Are you trying to solve a performance or redundancy problem?
If your database (MySQL) and session handler (memcached) are running on one or more servers separate from the two Apache servers, then the only major thing your code will have to do differently is manage the forwarded IP addresses (via X-FORWARDED-FOR), and HAProxy will happily round robin your requests between Apache servers.
If your database and session handler are currently running on the same server, then you need to decide if the performance or redundancy problem you are trying to solve is with the database, the session management, or Apache itself.
The easiest solution, for a performance problem with a database/session-heavy web app, is to simply start by putting MySQL and memcached on the second server to separate your concerns. If this solves the performance problem you were having with one server, then you could consider the situation resolved.
If the above solution does not solve the performance problem, and you notice that Apache is having trouble serving your website files, then you would have the option of a "hybrid" approach where Apache would exist on both servers, but then you would also run MySQL/memcached on one of the servers.
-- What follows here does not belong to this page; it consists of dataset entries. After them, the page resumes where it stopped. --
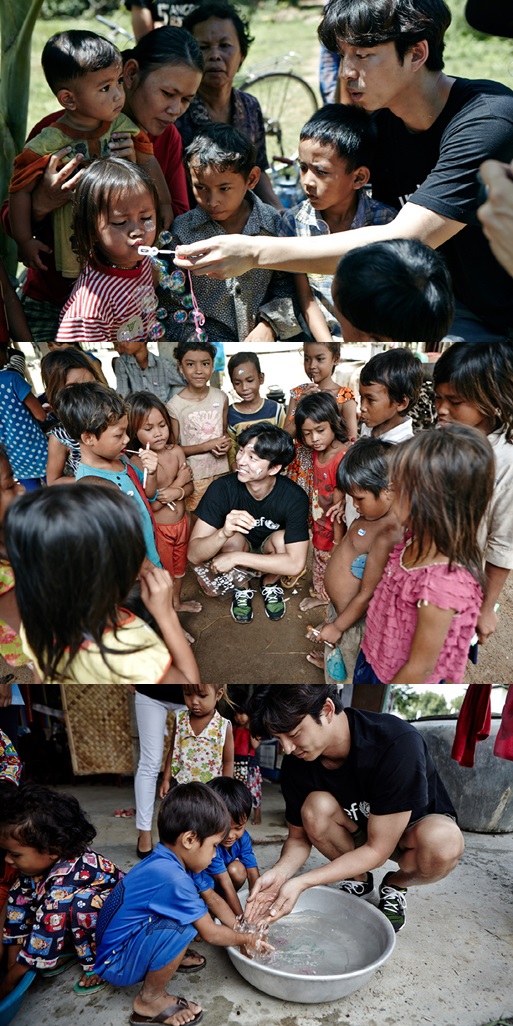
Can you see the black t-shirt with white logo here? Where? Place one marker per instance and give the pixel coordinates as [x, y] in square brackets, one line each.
[388, 771]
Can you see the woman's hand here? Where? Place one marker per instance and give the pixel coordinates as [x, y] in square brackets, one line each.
[121, 145]
[219, 258]
[57, 184]
[156, 590]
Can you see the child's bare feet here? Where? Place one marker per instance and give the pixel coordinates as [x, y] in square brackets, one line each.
[316, 659]
[169, 1010]
[310, 603]
[189, 606]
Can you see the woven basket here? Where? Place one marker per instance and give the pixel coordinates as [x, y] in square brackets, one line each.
[102, 728]
[97, 721]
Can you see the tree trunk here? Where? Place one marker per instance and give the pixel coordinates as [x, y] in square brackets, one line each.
[16, 25]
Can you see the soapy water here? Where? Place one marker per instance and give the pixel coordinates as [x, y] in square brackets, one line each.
[309, 943]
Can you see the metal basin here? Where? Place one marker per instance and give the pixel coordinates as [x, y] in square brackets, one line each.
[365, 940]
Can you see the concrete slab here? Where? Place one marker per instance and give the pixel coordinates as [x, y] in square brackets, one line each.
[451, 965]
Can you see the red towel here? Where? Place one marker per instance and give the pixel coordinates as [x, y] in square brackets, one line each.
[474, 723]
[504, 741]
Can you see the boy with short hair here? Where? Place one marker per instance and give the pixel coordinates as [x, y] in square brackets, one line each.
[84, 71]
[334, 153]
[358, 561]
[137, 369]
[235, 862]
[245, 375]
[96, 417]
[147, 922]
[390, 386]
[259, 306]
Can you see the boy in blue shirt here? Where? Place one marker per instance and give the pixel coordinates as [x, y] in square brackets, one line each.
[147, 922]
[96, 417]
[234, 863]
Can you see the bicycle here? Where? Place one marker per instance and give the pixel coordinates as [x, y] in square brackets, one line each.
[286, 100]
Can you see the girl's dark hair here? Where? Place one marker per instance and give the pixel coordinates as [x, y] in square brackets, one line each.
[238, 358]
[400, 373]
[482, 375]
[446, 478]
[55, 365]
[140, 404]
[279, 708]
[163, 47]
[89, 407]
[399, 290]
[370, 23]
[192, 806]
[69, 55]
[67, 601]
[333, 346]
[236, 795]
[47, 820]
[348, 129]
[193, 345]
[102, 184]
[226, 12]
[366, 466]
[271, 443]
[319, 406]
[222, 148]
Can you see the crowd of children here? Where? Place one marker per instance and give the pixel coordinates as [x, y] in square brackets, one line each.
[167, 434]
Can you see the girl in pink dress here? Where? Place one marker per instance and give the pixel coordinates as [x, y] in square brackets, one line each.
[423, 615]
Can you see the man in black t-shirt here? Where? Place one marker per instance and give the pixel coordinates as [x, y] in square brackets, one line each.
[254, 518]
[433, 131]
[361, 788]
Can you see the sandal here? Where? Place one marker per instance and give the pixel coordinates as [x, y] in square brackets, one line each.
[81, 989]
[65, 962]
[290, 582]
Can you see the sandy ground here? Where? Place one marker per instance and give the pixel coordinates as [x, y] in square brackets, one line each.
[451, 964]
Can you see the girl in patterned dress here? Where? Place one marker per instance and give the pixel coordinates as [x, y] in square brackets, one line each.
[320, 361]
[202, 741]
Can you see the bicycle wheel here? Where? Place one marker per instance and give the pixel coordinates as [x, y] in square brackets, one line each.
[287, 102]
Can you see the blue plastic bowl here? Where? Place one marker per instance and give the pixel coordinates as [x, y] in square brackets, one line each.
[10, 1004]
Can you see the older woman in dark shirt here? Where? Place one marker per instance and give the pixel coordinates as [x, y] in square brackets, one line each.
[224, 40]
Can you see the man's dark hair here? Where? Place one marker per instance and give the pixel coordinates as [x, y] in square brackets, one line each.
[365, 466]
[371, 23]
[222, 148]
[270, 443]
[348, 129]
[398, 290]
[192, 806]
[69, 55]
[236, 795]
[399, 371]
[279, 708]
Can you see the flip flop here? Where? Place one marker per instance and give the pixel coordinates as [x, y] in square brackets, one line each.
[290, 582]
[84, 991]
[192, 969]
[182, 1002]
[66, 961]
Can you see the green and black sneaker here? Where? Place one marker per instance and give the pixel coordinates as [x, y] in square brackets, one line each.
[393, 903]
[273, 600]
[241, 607]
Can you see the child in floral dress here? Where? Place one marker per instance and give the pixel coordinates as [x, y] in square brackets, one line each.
[202, 741]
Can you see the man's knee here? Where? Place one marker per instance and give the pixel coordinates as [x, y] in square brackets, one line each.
[436, 843]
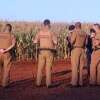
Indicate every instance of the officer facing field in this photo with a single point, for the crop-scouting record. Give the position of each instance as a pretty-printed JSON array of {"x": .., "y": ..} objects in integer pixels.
[
  {"x": 95, "y": 58},
  {"x": 7, "y": 42},
  {"x": 78, "y": 41},
  {"x": 47, "y": 41}
]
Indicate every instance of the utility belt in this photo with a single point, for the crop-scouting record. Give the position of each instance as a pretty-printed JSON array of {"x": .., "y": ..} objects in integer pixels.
[
  {"x": 96, "y": 49},
  {"x": 47, "y": 49},
  {"x": 78, "y": 47}
]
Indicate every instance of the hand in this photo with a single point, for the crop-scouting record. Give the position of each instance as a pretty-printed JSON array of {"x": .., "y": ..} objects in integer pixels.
[
  {"x": 96, "y": 42},
  {"x": 2, "y": 51}
]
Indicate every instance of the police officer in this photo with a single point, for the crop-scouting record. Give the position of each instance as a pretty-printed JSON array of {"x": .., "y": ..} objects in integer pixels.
[
  {"x": 78, "y": 41},
  {"x": 47, "y": 41},
  {"x": 69, "y": 47},
  {"x": 95, "y": 58},
  {"x": 7, "y": 42}
]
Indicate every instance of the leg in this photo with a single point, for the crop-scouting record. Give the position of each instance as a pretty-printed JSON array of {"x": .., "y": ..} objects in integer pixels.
[
  {"x": 93, "y": 69},
  {"x": 82, "y": 64},
  {"x": 6, "y": 69},
  {"x": 49, "y": 61},
  {"x": 75, "y": 63},
  {"x": 98, "y": 73},
  {"x": 41, "y": 63}
]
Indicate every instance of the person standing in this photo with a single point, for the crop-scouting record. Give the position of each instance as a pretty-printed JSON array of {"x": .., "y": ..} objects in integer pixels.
[
  {"x": 95, "y": 58},
  {"x": 7, "y": 42},
  {"x": 47, "y": 41},
  {"x": 78, "y": 42}
]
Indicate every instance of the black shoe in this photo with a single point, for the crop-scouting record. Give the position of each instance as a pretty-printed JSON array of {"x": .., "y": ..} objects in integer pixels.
[
  {"x": 92, "y": 85},
  {"x": 39, "y": 86}
]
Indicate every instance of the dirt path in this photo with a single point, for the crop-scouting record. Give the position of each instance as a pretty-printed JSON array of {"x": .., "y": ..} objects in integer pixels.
[{"x": 22, "y": 85}]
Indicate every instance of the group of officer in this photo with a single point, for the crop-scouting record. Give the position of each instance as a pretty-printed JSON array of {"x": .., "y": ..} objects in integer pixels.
[{"x": 79, "y": 44}]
If you decided to use this approach, then you could use HAProxy and set a lower weight to the hybrid server.
If you are attempting to solve a redundancy issue, then your best bet will be to isolate each piece into logical groups (e.g. database cluster, memcached cluster, Apache cluster, and a redundant HAProxy pair), and add redundancy to each logical group as you see fit.

The biggest issue that you are going to run into is going to be related to php sessions. By default php sessions maintain state with a single server. When you add the second server into the mix and start load balancing connections to both of them, then the PHP session will not be valid on the second server that gets hit.
Load balancers like haproxy expect a "stateless" application. To make PHP stateless you will more than likely need to use a different mechanism for your sessions. If you do not/can not make your application stateless then you can configure HAProxy to do sticky sessions either off of cookies, or stick tables (source IP etc).
The next thing that you will run into is that you will loose the original requestors IP address. This is because haproxy (the load balancer) terminates the TCP session and then creates a new TCP session to apache. In order to continue to see what the original requstors IP address is you will need to look at using something like x-forwarded-for. In the haproxy config the option is:
option forwardfor
The last thing that you are likely to run into is how haproxy handles keep alives. Haproxy has acl's, rules that determine where to route the traffic to. If keep alives are enabled, haproxy will only make the decision on where to send traffic based on the first request.
For example, lets say you have two paths and you want to send traffic to two different server farms (backends):
somedomain/foo -> BACKEND_serverfarm-foo
somedomain/bar -> BACKEND_serverfarm-bar
The first request for somedomain/foo goes to BACKEND_serverfarm-foo. The next request for somedomain/bar also goes to BACKEND_serverfarm-foo. This is because haproxy only processes the ACL's for the first request when keep alives are used. This may not be an issue for you because you only have 2 apache servers, but if it is then you will need to have haproxy terminate the keep alive session. Haproxy has several options for this but these two make the most since in this scenario:
option forceclose
option http-server-close
The high level difference is that forceclose closes both the server side and the client side keep alive session. http-server-close only closes the server side keep alive session which allows the client to maintain a keepalive with haproxy.

Related

Adding websockets to existing application

So I wrote this nice SAAS solution and got some real clients. Now a request was made by a client to add some functionality that requires websockets.
In order to keep things tidy, I would like to use another server to manage the websockets.
My current stack is an AWS application loadbalancer, behind it two servers - one is the current application server. It's an Apache web server with PHP on it running the application.
The client side is driven by AngularJS.
The second server (which does not exist yet) is going to Nginx, and session will be stored on a third Memcache server.
Websocket and application server are both on the same domain, using different port in order to send the requests to the right server (AWS ELB allows sending requests to different server groups by port). Both the application and websockets will be driven by PHP and Ratchet.
My questions are two:
is for the more experienced developers - does such architecture sounds reasonable (I'm not aiming for 100Ks of concurrent yet - I need a viable and affordable solution aiming to max 5000 concurrents at this stage).
What would be the best way to send requests from the application server (who has the logic to generate the requests) to the websocket server?
Please notice I'm new to websockets so maybe there are much better ways to do this - I'll be grateful for any idea.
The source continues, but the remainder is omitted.